Portal | Level: L2: Operations | Topics: Node Lifecycle & Maintenance | Domain: Kubernetes
Kubernetes Node Lifecycle - Primer¶
Why This Matters¶
Nodes are where your pods actually run. When a node fails, gets patched, or needs an OS upgrade, every pod on it is affected. The Kubernetes model treats nodes as cattle, but workloads expect continuity.
The gap between theory and "this drain has been stuck for 45 minutes" is where this topic lives. Most node incidents come from three areas: nodes going NotReady, drains stuck on PodDisruptionBudgets, and DaemonSets blocking eviction.
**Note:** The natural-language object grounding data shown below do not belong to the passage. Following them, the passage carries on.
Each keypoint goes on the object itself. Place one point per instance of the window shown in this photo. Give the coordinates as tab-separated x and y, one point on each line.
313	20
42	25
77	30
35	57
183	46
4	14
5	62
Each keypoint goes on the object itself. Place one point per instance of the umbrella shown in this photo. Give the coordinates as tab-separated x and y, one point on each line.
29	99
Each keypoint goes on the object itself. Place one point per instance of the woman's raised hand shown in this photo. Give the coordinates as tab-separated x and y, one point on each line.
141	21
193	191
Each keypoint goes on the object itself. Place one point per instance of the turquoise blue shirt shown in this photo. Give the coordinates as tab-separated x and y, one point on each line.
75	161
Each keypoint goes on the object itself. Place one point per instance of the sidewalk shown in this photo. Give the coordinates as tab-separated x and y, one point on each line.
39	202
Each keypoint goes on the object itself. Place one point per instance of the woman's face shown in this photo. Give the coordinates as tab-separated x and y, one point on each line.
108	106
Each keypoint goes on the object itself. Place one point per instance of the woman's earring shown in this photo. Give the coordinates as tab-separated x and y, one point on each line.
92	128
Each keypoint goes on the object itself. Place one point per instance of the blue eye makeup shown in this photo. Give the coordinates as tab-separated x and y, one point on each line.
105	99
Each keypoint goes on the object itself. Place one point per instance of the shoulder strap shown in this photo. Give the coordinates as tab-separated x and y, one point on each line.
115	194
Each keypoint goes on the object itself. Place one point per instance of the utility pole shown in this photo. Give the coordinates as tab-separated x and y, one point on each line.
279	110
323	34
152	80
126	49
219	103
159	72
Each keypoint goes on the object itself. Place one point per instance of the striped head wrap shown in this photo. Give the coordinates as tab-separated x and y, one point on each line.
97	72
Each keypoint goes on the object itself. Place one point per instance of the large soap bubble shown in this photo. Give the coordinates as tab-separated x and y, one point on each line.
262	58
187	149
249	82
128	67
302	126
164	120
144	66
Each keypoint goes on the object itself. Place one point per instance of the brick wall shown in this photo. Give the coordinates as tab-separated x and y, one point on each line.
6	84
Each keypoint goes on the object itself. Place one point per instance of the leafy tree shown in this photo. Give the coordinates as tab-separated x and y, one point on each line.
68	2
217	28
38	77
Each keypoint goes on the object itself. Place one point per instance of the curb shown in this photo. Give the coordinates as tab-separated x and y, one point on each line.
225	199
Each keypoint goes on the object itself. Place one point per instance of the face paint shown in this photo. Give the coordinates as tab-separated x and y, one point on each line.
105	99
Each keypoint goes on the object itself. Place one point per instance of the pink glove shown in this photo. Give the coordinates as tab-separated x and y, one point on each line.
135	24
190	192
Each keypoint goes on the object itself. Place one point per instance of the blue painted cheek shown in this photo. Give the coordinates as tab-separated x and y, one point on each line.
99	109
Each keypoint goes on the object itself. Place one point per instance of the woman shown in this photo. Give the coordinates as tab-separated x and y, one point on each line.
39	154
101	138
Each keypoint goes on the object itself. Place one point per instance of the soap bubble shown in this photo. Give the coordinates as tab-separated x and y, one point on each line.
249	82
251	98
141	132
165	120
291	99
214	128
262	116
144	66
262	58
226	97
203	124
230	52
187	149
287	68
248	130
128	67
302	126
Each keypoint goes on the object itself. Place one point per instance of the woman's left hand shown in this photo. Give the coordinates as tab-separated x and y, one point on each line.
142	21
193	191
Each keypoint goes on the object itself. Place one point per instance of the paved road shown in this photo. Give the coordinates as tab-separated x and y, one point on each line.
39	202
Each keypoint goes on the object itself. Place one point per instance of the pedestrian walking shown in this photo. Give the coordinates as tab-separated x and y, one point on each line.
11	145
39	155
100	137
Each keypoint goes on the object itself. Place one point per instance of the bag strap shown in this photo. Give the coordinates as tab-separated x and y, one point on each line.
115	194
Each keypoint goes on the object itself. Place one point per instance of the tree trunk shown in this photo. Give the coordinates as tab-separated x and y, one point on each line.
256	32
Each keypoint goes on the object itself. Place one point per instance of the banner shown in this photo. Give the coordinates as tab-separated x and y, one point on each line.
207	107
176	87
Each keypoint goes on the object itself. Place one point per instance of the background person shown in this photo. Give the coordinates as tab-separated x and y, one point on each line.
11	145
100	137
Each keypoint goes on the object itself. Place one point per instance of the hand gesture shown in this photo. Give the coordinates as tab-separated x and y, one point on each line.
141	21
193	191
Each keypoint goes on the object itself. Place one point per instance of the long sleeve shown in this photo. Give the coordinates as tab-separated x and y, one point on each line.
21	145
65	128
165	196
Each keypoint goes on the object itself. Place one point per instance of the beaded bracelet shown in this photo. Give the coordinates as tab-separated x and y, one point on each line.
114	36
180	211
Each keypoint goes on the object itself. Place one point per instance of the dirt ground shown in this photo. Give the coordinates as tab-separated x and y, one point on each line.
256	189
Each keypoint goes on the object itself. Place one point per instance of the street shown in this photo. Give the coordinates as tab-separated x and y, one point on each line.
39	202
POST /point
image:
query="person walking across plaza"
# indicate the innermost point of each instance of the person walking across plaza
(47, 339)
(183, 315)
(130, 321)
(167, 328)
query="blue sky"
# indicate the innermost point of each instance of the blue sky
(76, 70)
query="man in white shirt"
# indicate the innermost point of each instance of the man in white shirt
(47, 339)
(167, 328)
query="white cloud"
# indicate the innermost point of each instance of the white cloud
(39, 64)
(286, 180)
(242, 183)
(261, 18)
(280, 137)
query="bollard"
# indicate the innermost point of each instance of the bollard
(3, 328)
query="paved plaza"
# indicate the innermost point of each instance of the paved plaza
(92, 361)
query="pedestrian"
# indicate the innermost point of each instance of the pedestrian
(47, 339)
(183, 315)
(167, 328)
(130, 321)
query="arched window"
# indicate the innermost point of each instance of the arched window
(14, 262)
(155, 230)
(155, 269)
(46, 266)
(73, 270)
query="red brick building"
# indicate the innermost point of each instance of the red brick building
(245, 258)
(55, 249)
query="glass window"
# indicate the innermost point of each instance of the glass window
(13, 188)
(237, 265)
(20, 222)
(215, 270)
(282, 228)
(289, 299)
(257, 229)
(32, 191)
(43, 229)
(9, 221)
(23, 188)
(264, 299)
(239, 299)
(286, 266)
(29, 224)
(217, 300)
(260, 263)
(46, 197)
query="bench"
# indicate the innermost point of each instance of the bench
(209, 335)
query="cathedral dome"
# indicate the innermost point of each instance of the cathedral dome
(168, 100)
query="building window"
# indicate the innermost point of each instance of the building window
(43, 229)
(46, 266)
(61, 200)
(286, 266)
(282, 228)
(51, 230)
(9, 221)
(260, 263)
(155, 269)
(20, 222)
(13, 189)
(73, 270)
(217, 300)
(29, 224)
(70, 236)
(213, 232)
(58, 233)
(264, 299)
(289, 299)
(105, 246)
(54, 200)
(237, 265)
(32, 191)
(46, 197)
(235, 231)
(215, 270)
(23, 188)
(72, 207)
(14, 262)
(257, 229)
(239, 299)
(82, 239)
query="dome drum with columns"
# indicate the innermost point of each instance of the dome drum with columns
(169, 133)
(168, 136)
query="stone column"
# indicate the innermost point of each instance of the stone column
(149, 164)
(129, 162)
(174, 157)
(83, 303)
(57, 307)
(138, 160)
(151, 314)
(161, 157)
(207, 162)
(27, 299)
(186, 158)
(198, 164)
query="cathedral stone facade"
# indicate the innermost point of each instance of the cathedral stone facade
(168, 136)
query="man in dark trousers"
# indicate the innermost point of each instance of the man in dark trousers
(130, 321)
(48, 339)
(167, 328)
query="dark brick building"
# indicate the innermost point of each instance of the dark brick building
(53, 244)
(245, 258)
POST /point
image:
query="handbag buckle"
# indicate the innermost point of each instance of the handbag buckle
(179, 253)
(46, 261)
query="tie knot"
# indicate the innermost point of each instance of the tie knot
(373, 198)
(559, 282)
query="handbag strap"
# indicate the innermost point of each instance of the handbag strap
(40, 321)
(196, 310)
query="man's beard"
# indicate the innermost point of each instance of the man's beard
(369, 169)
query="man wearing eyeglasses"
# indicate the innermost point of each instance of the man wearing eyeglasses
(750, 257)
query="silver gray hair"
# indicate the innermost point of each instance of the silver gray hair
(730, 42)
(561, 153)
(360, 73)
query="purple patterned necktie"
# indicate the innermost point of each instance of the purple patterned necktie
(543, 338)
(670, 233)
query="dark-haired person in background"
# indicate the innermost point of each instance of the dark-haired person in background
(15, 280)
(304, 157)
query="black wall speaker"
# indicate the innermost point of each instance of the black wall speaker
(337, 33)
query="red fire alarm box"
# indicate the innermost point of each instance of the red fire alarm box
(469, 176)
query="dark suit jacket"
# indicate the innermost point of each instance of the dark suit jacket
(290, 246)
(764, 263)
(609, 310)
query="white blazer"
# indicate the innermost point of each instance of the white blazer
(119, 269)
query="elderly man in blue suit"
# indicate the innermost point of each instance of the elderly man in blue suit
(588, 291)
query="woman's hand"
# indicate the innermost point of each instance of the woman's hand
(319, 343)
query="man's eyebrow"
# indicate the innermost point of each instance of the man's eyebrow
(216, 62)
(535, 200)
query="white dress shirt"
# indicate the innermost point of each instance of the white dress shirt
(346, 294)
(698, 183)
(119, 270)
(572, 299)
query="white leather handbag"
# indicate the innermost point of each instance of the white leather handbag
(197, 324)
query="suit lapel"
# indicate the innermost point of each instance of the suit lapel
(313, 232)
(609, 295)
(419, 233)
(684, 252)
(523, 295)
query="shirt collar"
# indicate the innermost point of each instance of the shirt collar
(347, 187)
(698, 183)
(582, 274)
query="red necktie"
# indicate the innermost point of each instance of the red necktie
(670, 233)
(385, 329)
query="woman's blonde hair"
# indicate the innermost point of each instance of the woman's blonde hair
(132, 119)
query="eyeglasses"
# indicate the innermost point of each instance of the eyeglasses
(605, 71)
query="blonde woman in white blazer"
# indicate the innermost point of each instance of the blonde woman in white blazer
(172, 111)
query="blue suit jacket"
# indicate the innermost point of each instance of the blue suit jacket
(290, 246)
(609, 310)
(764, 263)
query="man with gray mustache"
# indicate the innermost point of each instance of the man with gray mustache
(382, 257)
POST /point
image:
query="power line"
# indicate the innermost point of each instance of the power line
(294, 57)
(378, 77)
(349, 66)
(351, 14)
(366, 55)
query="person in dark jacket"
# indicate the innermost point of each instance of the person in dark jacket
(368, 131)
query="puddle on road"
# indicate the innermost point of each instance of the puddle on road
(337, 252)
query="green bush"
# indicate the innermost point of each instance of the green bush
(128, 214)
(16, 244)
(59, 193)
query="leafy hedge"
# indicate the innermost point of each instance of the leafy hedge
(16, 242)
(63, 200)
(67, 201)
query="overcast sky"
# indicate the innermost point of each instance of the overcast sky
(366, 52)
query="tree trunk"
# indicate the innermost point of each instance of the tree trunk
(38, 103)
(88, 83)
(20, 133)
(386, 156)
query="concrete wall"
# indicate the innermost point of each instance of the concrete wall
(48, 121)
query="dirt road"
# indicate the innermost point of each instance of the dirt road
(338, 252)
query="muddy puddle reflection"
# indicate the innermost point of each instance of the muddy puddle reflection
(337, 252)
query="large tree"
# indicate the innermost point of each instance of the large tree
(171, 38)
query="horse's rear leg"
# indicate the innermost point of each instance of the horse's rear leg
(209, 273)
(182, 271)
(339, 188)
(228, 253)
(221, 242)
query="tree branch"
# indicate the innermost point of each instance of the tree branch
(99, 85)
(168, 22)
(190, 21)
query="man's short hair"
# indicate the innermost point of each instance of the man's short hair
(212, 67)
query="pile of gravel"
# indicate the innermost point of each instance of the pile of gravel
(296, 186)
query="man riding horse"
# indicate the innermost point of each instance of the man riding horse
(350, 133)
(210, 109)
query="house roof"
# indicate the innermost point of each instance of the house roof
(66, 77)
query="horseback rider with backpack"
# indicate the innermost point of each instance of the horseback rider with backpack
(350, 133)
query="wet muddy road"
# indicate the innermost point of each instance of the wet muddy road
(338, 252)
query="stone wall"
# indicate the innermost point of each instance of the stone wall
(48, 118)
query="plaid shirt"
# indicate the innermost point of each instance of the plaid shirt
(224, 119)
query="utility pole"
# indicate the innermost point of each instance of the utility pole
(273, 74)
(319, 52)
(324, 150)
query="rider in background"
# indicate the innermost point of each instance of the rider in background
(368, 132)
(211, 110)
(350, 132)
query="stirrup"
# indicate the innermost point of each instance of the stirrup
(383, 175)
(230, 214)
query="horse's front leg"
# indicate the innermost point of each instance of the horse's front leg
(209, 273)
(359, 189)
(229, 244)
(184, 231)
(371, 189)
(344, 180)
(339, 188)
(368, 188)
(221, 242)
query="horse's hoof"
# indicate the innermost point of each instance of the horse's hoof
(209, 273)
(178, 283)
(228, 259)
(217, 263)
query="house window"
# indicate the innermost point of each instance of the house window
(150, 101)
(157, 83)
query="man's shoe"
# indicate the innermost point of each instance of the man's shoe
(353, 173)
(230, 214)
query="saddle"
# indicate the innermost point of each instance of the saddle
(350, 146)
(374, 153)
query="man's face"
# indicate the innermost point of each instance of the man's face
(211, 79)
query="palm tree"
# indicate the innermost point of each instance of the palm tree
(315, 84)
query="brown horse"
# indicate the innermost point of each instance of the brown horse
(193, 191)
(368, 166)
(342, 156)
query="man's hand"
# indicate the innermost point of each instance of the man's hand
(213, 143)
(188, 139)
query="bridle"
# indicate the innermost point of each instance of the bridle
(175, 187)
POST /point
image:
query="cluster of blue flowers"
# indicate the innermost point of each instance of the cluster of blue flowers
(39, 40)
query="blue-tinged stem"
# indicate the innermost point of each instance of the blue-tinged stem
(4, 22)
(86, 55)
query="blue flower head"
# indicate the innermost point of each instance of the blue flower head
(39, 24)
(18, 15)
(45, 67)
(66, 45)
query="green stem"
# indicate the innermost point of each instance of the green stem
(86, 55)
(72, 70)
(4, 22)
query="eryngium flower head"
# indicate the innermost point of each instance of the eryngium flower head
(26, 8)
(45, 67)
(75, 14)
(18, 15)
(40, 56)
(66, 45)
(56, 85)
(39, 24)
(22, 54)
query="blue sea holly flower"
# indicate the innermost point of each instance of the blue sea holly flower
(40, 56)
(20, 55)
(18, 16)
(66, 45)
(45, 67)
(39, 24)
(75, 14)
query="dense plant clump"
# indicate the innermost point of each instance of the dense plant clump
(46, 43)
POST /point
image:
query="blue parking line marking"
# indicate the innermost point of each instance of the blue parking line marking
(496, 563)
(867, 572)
Under the hood: The kubelet sends heartbeats to the API server via
NodeStatusupdates (default every 10 seconds) and Lease objects (default every 10 seconds). The node controller uses anode-monitor-grace-period(default 40 seconds) — if no heartbeat arrives in that window, the node is marked NotReady. Afterpod-eviction-timeout(default 5 minutes), pods are evicted. These timers directly affect your failover speed.
Core Concepts¶
1. Node States and Conditions¶
The kubelet reports conditions via heartbeat:
| Condition | Meaning |
|---|---|
| Ready | Kubelet healthy, accepts pods |
| NotReady | Kubelet unhealthy or unreachable |
| SchedulingDisabled | Cordoned, no new pods |
| MemoryPressure | Node low on memory |
| DiskPressure | Node low on disk |
When a node goes NotReady, the node controller waits
pod-eviction-timeout (default 5m) before evicting
pods. During this window, pods may still be running
but unreachable -- split brain risk.
2. Kubelet Registration¶
Debug clue: If a new node never appears in
kubectl get nodes, check the kubelet logs first:journalctl -u kubelet -f. The three most common registration failures are: (1) the kubelet cannot reach the API server (firewall, wrong API endpoint in kubelet config), (2) TLS certificate issues (bootstrap token expired, clock skew causing cert validation failure), and (3) hostname collision (two nodes registering with the same name — the second one fails silently).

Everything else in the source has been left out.